When she says your name like some amusing piece of food in her teeth, it’s over
In Hear This, A.V. Club writers sing the praises of songs they know well—some inspired by a weekly theme and some not, but always songs worth hearing.
The words of singer-guitarist Blake Schwarzenbach are the primary reason Jawbreaker earned a place of honor in the Pantheon Of Emo. As a writer, Schwarzenbach can be sentimental without being syrupy, emotive but never histrionic—he uses plainspoken language to convey the profound. Those skills created some of Jawbreaker’s most memorable songs, but his perspective didn’t end when Jawbreaker broke up in 1996. When Schwarzenbach re-emerged with Jets To Brazil in 1999, the voice remained, even if the sound of the songs shifted.
Portraits of failed or failing relationships have always been Schwarzenbach’s forte—see Jawbreaker’s “Do You Still Hate Me?,” “Ache,” “Sluttering (May 4th),” and the tellingly entitled “I Love You So Much It’s Killing Us Both”—and Four Cornered Night, Jets To Brazil’s uneven second album, begins with another tellingly titled song: “You’re Having The Time Of My Life.” A million songs have been written about regret and relationships, but a giant gulf separates something like Cinderella’s “Don’t Know What You Got (Till It’s Gone)” and Schwarzenbach’s sharply written self-indictment.

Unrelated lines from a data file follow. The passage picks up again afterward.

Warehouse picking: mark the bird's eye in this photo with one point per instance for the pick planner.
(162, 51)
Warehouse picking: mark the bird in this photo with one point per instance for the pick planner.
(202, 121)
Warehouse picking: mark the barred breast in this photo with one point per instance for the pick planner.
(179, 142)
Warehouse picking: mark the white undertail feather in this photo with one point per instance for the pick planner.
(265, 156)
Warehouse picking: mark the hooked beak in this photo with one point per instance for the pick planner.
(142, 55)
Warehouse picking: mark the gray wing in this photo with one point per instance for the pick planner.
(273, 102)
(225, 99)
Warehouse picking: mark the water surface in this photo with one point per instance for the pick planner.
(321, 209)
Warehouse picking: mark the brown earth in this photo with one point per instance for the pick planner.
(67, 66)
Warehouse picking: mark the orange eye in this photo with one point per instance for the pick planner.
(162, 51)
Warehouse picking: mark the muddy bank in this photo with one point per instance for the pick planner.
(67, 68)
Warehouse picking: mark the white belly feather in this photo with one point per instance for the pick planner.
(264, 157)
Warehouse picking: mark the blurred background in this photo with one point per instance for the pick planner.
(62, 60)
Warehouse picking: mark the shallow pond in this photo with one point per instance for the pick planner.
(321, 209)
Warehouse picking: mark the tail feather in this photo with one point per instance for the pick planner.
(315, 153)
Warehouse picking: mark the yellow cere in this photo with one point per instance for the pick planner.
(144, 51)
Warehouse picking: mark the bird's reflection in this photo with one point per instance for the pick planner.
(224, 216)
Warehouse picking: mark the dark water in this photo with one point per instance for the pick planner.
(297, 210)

The details make the Jets song stand out. It opens with a hypothetical future meeting, where this ex has “become a stranger again,” narrowing her gaze in his direction when she sees him “across the room of drunken revelry.” The song’s standout line arrives in the second verse: “When you say my name to me / Like some amusing piece of food between your teeth / Then I will know it’s completely over.”
It’s a funny line that characterizes the bouncy, light-hearted verses, but the song does a 180 in its choruses. The staccato guitar chords shift into two wistful notes chiming over a four-note progression, and Schwarzenbach sings the song’s refrain/statement of purpose: “There are things I’d like to say / So many things I’d like to change.”
And that’s really what it all comes down to: the acute pain of realizing you fucked up and that it’s too late to make amends. The song closes with a typical bit of wish fulfillment, imagining how events would proceed differently if he “had another last chance, and we met again for the first time”: “I would listen to your heart / I would start back at the start / There are things I’d like to say / So many things I’d like to change.”
With that, Schwarzenbach added another great broken-hearted song to his pile of them, and gave bummed out dumpees everywhere something to play on repeat while feeling sorry for/hating themselves. The greatness of “You’re Having The Time Of My Life” transcends all that, but it’s a punch in the gut all the same.